Here is a design experiment involving a simulator and a plausible solution for today's arguably overdesigned driver monitoring systems.
With people at the wheel ever more susceptible to distractions, drowsiness and impairment, driver monitoring systems (DMS) are considered key in accident prevention. But are we overdesigning the sensors at the heart of these systems? Simulations using a new sensor modeling tool and a deep neural network (DNN) indicate it is plausible that we are—by a lot. This means the automotive sensor industry has an opportunity to substantially decrease DMS power and cost without sacrificing critical performance.
Time is of the essence. As of 2024, all new vehicles sold within the European Union must be equipped with a DMS. At the same time, other functions, such as occupancy monitoring and videoconferencing, must be integrated in the same camera system.

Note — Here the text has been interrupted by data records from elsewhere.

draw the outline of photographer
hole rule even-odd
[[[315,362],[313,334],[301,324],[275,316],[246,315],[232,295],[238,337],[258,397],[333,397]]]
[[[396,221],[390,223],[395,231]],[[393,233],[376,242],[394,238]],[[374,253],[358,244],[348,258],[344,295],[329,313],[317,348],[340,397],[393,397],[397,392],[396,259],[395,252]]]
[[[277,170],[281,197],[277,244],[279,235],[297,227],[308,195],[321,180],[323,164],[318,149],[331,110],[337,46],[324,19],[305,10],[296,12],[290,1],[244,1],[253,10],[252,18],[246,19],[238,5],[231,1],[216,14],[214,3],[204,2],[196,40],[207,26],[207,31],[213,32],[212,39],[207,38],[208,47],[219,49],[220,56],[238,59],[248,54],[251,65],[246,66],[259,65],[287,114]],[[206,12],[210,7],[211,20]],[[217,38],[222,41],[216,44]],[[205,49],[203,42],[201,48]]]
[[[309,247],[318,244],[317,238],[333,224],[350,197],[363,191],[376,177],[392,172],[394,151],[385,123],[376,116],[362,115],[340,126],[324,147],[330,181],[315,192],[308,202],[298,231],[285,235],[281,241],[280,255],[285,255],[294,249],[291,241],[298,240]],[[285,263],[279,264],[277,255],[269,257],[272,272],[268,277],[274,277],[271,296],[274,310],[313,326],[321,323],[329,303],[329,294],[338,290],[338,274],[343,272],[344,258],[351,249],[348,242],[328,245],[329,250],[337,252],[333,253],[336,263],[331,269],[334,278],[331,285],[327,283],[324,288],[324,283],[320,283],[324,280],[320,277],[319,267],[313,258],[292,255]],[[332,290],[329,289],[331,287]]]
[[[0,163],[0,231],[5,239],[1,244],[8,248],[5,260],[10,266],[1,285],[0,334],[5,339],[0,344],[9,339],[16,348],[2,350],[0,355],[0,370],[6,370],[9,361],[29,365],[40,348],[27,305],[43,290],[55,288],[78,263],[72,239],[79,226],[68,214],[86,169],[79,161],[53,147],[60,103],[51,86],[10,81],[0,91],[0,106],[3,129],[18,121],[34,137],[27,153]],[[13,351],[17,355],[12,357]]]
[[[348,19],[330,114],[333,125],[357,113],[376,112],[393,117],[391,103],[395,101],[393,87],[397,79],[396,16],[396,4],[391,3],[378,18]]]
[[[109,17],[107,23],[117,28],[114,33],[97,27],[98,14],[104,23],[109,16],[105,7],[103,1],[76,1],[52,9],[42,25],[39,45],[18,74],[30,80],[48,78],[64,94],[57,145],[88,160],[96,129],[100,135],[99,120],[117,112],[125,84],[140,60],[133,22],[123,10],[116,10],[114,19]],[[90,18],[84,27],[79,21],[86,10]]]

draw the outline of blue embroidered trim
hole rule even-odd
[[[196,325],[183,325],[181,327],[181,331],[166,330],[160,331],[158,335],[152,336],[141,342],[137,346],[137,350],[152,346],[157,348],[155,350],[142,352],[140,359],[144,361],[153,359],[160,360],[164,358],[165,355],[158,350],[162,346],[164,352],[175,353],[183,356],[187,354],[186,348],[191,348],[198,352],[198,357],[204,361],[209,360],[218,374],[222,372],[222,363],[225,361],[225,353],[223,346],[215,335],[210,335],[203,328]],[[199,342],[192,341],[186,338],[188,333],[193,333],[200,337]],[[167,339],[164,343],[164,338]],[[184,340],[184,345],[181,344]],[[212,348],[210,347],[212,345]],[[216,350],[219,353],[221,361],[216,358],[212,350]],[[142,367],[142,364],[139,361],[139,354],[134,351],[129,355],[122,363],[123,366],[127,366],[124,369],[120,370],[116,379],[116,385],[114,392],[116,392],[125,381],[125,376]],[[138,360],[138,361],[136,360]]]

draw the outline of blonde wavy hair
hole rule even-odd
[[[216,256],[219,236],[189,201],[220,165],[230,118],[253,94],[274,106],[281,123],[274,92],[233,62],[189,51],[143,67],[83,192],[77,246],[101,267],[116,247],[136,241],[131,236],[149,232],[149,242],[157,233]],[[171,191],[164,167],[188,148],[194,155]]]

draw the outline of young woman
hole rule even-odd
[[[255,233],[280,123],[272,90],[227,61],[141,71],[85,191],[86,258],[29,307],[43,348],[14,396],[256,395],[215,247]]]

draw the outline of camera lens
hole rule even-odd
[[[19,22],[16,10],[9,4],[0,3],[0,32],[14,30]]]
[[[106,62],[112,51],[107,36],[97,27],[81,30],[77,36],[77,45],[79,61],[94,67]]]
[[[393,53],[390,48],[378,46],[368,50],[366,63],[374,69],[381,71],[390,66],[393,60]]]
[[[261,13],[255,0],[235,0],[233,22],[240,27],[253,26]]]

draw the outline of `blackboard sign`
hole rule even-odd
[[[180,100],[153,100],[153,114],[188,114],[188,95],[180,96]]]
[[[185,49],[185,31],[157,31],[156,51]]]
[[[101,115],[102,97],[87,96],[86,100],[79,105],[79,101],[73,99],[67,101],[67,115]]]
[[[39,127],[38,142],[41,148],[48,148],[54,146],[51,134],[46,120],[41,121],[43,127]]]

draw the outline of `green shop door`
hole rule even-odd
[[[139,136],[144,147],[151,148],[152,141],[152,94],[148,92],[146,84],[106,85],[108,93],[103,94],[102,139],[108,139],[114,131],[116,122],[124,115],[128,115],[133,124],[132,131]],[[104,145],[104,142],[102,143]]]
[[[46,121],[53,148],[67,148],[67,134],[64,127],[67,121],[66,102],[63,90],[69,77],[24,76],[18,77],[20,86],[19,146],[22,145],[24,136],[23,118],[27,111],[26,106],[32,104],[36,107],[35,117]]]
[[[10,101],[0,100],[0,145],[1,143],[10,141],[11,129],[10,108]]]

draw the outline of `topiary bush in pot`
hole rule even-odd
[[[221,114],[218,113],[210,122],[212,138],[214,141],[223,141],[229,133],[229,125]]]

DMS design starts at the sensor level. The current sensor crop is designed with full functionality, so they can take very “pretty pictures” under a wide range of operating and lighting conditions. But do we need pretty pictures? Or are we doing the engineering equivalent of putting out a match with a firehose?
DMS must detect facial characteristics, such as the mouth, nose, and eyes to determine the alertness of the driver (Figure 1). Could we simplify the design of sensors so that they cleanly capture the pertinent information, even under difficult environmental conditions, and optimize the power-performance-area (PPA) budget for those features while also keeping the cost down?
Figure 1 DMS must detect facial characteristics such as the mouth, nose, and eyes to determine the alertness of the driver. Source: OmniVision
At OmniVision, we developed a simulation tool for internal use to look at ways we could optimize sensor PPA for other applications. Then, we shared it with some of our customers to see if it could also be used for DMS sensors. Rudimentary tests indicated there is a substantial potential for optimization.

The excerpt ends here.